I am not asking for pity from anyone but society's kindness and honesty would be nice . this woman could not even be honest with me even when given the opportunity ....... . then I thought of what you told me long ago. who gets to determine who and what a woman is... surely not her nor anyone. I run when i am hurt to the women I trust.

i just want the pain to end and it never will and I have made peace with this but someone that used to be close to me cut me so deep and this I do not understand. I know my mother would say consider the source. and I know the woman has issues but in the moment this does not ease the pain. but writing about it does and this transference of experience helped heal my soul.

I have a great life but the challenges are unparalleled too.  I am in the best health in 30 plus years and work in a major corporation.  I speak publicly and so much is good but behind the scenes there are half a dozen women guiding me on my journey. thank you and god bless to each of them.

without women, as I have said so many times, there would be no rachel

thank you and god bless

rachel


Tuesday, October 1, 2013

rachel... I was wrong again!!!!!!

hi

After talking with a friend of mine, ann, I realize that going down the path of self  destructive behavior has plagued me most of my life. what does this have to do with the people and organizations that have hurt me , everything.  Everything I wrote about in the last few days is true, however, I am not like them and I do not want their problems. they have hurt me so, so bad but to stoop to their level is falling into the self destructive behaviors and hatred gets no one any where.

My friend Ann simply asked me ? what is/are my goals?

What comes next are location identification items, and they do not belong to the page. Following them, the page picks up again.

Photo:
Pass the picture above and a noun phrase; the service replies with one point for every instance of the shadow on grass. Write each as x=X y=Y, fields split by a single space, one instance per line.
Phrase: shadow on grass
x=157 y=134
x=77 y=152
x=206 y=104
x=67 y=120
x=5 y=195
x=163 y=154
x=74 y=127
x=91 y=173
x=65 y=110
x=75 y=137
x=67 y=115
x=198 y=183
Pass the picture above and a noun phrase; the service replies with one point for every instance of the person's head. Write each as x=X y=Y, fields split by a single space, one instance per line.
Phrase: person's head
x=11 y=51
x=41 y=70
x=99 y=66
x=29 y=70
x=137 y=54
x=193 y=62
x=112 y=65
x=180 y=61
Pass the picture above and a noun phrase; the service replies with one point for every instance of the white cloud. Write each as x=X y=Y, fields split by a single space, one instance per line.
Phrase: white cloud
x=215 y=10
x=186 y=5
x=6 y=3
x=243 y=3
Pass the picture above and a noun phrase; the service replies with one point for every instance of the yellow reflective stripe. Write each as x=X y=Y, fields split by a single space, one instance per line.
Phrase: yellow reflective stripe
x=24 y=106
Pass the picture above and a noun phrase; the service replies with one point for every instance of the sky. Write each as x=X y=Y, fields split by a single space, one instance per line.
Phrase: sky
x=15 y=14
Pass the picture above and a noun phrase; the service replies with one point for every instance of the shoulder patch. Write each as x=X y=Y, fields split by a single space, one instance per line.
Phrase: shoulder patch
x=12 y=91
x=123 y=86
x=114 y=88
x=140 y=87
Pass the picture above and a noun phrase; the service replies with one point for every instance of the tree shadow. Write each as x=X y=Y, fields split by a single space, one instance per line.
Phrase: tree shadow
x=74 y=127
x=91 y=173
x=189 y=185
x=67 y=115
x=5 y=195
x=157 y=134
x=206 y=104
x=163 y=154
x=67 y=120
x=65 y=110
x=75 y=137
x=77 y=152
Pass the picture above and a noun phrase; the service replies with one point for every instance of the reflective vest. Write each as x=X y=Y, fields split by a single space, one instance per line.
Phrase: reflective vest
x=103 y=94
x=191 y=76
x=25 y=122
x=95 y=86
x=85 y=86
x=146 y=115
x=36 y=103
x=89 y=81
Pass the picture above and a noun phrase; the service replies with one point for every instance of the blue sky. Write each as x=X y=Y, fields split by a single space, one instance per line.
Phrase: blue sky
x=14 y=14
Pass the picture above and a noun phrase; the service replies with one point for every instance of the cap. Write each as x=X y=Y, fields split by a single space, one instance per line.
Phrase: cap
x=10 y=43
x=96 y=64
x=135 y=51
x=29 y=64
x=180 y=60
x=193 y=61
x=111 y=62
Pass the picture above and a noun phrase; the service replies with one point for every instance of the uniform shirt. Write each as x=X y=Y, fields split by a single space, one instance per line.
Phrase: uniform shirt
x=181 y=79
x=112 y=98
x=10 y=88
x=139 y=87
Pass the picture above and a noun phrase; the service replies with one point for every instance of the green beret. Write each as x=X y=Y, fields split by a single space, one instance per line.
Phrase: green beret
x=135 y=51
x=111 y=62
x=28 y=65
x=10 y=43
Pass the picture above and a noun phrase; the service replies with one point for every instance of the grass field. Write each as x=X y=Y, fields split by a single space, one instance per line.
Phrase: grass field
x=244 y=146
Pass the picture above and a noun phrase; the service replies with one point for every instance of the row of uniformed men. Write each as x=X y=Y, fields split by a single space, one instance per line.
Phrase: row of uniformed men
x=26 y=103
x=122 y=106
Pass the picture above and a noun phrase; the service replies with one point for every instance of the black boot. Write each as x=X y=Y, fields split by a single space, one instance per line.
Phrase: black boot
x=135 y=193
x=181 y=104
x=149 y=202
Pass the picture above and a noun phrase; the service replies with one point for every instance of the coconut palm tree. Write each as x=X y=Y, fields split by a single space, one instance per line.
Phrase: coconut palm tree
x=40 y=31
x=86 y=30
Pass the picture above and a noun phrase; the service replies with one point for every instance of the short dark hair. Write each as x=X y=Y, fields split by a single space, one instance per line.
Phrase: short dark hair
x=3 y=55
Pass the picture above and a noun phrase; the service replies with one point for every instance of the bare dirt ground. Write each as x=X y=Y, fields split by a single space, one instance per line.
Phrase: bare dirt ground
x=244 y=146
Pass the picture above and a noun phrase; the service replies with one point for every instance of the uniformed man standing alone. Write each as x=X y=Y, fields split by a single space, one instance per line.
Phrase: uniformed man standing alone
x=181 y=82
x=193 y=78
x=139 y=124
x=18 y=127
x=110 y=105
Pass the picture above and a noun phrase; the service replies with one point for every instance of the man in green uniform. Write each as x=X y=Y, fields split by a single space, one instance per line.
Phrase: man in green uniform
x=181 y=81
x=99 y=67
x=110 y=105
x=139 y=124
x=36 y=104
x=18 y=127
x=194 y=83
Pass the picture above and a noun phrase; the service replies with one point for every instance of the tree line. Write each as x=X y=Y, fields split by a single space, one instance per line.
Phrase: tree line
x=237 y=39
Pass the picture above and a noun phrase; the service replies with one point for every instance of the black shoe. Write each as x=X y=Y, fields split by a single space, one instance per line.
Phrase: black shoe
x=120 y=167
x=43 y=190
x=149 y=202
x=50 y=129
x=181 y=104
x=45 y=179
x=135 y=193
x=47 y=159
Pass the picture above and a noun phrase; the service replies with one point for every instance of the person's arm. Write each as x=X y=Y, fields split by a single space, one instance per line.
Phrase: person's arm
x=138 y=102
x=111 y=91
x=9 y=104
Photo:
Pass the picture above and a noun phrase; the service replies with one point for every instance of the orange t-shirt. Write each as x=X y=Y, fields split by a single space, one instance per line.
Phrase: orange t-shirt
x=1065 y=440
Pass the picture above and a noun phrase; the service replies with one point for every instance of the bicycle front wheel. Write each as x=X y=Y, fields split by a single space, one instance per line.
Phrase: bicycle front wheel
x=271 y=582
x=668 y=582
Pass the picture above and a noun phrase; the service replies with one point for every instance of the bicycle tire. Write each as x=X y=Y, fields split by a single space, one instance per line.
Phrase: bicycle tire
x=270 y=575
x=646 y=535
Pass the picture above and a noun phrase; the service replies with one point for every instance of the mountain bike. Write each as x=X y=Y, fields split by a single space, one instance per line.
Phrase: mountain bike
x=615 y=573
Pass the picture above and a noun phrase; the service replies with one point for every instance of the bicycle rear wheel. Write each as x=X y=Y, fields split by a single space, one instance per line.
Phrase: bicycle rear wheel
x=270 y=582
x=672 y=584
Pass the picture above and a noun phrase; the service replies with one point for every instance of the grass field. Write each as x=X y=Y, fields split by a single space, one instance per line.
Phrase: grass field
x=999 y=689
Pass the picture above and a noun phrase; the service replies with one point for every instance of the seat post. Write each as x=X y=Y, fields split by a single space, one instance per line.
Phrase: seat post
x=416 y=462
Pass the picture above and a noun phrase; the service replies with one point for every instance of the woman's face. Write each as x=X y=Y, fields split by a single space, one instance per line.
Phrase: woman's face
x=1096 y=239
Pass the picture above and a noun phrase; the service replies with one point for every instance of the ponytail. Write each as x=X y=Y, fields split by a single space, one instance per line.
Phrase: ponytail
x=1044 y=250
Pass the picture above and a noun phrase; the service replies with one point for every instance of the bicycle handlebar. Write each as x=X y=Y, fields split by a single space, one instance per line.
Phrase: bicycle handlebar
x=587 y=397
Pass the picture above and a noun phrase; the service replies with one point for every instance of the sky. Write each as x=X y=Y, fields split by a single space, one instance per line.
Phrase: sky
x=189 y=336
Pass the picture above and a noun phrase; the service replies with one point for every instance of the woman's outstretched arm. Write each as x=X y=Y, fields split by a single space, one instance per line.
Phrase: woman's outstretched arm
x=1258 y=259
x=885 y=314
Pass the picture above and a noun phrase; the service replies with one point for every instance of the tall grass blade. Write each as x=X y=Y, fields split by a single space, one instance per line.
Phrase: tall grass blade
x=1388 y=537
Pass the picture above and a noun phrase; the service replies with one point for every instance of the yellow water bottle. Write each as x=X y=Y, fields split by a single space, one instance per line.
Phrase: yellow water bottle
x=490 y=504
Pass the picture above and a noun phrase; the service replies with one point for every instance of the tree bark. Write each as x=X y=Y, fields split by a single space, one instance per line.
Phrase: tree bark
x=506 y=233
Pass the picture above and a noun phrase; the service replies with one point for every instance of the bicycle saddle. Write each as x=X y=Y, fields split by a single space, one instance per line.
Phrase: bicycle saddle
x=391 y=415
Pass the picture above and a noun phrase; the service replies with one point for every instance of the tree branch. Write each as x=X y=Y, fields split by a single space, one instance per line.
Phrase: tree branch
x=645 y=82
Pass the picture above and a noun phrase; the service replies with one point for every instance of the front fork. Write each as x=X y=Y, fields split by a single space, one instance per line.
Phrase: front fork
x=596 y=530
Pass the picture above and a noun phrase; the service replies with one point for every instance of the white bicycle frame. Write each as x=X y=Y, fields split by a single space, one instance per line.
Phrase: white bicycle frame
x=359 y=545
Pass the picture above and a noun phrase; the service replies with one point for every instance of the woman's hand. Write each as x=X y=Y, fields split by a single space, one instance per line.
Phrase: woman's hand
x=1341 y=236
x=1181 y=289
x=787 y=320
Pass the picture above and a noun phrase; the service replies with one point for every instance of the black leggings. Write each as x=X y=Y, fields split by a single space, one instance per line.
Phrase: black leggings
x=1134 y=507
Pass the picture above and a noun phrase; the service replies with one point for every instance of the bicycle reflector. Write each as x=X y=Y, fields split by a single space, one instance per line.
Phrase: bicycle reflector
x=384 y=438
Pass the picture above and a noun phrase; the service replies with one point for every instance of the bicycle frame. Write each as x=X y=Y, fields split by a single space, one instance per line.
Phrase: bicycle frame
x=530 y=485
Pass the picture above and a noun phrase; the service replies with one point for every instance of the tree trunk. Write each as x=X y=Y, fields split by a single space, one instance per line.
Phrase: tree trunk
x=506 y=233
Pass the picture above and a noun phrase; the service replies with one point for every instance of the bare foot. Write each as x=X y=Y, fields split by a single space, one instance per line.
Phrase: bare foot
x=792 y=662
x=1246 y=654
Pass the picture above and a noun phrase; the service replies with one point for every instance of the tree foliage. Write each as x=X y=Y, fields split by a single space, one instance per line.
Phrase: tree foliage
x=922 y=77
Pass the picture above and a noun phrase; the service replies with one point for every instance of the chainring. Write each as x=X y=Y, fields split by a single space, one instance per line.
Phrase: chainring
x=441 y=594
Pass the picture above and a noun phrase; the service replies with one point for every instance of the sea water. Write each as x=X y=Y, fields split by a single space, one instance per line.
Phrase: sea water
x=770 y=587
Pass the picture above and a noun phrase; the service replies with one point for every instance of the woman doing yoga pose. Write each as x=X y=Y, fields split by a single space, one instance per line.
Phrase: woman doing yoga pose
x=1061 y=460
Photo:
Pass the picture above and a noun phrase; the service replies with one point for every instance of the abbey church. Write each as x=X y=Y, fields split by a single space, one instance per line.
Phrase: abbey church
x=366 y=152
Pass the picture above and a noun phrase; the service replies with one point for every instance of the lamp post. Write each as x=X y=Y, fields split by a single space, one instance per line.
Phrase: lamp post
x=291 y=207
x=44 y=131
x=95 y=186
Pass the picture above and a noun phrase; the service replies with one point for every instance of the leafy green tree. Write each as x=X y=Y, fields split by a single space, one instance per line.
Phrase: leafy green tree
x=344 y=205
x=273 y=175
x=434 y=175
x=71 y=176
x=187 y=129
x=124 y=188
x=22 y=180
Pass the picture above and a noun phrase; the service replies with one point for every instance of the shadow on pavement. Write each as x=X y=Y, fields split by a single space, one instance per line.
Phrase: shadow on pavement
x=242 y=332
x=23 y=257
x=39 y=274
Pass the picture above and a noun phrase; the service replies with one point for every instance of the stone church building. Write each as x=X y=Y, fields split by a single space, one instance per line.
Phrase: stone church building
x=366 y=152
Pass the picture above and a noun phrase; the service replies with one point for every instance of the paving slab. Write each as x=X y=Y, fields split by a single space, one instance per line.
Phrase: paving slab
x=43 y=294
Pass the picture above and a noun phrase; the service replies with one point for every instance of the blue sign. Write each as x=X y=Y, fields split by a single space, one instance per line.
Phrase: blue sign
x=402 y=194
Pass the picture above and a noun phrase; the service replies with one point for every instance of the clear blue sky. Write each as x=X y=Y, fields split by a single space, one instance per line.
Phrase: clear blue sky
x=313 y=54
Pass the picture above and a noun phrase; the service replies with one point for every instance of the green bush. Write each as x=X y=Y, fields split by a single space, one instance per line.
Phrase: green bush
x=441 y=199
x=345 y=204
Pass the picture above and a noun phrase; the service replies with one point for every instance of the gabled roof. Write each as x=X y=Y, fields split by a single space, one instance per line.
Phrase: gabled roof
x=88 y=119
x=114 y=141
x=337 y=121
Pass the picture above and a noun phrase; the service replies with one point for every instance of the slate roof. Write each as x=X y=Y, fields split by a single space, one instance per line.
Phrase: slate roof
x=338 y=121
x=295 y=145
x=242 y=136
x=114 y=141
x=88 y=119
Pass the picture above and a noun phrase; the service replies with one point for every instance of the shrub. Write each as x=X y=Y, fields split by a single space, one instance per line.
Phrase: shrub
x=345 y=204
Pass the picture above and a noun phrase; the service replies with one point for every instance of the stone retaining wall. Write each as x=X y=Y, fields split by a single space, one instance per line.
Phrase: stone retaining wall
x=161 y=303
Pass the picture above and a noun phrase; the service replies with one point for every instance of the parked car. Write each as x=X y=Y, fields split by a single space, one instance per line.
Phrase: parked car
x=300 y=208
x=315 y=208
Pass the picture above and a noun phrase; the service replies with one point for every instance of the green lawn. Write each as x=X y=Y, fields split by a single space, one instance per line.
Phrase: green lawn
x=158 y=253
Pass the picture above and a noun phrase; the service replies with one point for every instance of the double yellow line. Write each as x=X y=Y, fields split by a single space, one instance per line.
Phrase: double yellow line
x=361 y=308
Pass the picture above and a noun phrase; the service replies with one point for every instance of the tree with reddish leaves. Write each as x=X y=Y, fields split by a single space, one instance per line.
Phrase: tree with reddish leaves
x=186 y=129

I want to  live my life with a loving woman in the country and I want to be happy.  This brought me to tears because the path I almost choose would have destroyed me . how do I know this? last time I went after someone , my employer from back east, I brought the fiery of a woman scorned. I brought it hard and fast and dug up information on his hidden companies. I worked 12 hour days putting cases together for federal and state agencies which put me in contact with FBI and IRS agents.  I was on a first name basis with federal agents and a US senator aid . It cost him probably 1/2 million to a million in us government contract business and the potential for more  contracts  at  US military bases.  But he still was in business and I gained really nothing but I did learn that hatred is very self destructive.

thus, as my friend Ann told me today it is my love that draws people to me. She helped me so much, as I cry, to heal and stop something before it got started. I am so lucky to have so many women that care around me . I would have  destroyed so much and for what?

This healing of the soul on hormones is so hard. you really learn who you really are and the people around you are far more important than estradiol.  the kindness of women around me has saved my soul.  others are not so lucky.

thank you everyone that has helped me heal and thank you for protecting me from my worst enemy , me.